In early 2018, in an effort to improve the economy, Venezuela eliminated DIPRO, “a heavily subsidized exchange rate used for imports of food and medicine” (Reuters Staff, 2018). A new foreign exchange platform called DICOM was implemented following DIPRO’s elimination. With DIPRO, Venezuela would subsidize hard currency through exchange controls, but providing dollars for the system became nearly impossible after the collapse of the oil industry. The DICOM rate is 30,987.5 bolivars per Euro, compared to the previous DIPRO rate of 10 bolivars per dollar (Reuters Staff (2), 2018). This shift in foreign exchange platforms is often regarded as a positive initiative. Asdrubal Oliveros of the Venezuelan economic consultancy Ecoanalitica explained to Reuters that “a step in the right direction, because it helps correct a foreign exchange distortion, but without dollars, things will continue to be complicated” (Reuters Staff, 2018). This is because over 90% of the public sector imports in Venezuela are still carried out by the DIPRO exchange rate. However, hopefully, the new DICOM exchange platform will help to begin the restabilization of the Venezuelan economy.
Venezuela once had one of the strongest health care systems in Latin America, and now has one of the worst medical crises in the world. Changes are desperately needed. Just in February of 2019, there was a case of 14 children dying in a week due to an outbreak of amoebiasis, a form of dysentery.
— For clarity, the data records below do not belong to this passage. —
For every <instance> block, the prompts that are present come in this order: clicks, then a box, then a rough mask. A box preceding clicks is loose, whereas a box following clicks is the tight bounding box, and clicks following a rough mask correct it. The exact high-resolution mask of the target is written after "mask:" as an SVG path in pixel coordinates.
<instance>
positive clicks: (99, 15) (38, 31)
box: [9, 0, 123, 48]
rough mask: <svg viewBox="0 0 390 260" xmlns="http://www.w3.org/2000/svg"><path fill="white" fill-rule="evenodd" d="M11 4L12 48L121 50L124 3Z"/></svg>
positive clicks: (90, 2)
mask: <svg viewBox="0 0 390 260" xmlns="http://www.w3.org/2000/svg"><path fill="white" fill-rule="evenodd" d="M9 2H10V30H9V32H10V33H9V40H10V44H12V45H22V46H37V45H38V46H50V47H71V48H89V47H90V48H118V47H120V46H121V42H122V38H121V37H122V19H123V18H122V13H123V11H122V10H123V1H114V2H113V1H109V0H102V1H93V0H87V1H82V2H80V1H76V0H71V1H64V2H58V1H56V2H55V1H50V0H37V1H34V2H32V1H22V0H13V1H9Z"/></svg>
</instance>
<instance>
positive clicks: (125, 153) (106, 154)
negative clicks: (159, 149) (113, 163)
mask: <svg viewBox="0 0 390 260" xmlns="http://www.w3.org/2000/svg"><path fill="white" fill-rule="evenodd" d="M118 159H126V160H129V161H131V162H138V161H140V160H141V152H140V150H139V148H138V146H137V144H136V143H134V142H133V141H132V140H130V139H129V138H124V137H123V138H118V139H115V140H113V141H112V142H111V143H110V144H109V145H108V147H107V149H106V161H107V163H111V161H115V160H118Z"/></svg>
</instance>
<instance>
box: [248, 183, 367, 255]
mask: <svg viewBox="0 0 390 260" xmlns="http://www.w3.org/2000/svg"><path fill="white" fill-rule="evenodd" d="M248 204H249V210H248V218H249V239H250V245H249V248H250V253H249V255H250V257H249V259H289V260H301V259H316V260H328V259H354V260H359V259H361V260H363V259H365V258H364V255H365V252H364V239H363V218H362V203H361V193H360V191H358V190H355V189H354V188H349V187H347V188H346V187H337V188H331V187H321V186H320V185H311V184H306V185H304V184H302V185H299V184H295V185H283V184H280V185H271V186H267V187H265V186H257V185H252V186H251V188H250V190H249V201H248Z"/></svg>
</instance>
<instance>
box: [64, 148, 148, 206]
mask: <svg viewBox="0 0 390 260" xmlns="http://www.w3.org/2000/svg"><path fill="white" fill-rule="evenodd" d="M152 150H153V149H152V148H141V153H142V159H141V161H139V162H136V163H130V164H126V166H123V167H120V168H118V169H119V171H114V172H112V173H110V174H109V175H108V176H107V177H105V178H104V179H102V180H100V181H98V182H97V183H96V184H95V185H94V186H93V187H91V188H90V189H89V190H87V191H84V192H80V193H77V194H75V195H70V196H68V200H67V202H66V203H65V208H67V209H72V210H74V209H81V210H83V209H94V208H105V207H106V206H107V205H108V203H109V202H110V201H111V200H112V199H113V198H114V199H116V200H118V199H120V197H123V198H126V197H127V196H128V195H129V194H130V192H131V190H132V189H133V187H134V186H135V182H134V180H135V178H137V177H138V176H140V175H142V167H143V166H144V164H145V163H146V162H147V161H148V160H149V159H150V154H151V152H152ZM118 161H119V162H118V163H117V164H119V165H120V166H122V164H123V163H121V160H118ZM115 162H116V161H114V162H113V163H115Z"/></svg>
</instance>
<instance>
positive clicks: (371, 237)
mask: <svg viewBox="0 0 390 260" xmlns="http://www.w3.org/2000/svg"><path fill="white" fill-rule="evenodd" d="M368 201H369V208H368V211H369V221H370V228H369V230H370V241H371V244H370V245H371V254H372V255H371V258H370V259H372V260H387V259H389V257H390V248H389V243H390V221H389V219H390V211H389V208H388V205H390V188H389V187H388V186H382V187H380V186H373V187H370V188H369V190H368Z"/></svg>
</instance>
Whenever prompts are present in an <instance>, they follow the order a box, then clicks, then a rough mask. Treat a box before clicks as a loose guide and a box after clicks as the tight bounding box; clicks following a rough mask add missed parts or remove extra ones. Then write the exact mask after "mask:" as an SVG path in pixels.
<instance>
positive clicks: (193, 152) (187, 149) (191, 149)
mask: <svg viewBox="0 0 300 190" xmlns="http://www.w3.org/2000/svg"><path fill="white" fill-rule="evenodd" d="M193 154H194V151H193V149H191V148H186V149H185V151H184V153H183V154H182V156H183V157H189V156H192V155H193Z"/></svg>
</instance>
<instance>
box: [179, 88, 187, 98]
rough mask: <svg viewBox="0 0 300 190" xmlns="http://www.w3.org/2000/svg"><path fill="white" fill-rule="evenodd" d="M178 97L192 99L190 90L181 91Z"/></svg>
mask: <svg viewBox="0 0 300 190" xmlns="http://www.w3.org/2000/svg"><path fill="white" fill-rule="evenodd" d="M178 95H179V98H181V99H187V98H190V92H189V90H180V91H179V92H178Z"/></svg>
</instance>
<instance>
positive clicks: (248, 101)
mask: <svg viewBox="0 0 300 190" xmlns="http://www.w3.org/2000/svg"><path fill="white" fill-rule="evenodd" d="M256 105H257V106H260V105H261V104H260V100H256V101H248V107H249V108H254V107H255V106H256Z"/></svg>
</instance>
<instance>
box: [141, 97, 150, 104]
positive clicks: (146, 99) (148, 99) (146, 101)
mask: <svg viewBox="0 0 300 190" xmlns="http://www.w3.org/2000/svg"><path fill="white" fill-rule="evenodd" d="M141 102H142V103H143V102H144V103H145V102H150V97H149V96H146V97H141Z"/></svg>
The hospital where the children were located was unable to get enough syringes or serums to hydrate the children and stopped receiving gauze and alcohol almost four years ago (Bo, 2019). One Venezuelan woman who lost her two-month-old baby to the amoebiasis outbreak told Al Jazeera that a week following his death, her child’s body remained in the hospital because she could not afford a coffin. In the words of this Venezuelan mother, “there is nothing here [in Venezuela], they have no medicine, they don't have food, and now my son is dead” (Bo, 2019). Unless there is a regime change in Venezuela, the DICOM exchange rate is successful, and humanitarian aid is accepted, Venezuelans continue to suffer at the hands of a collapsed health care system.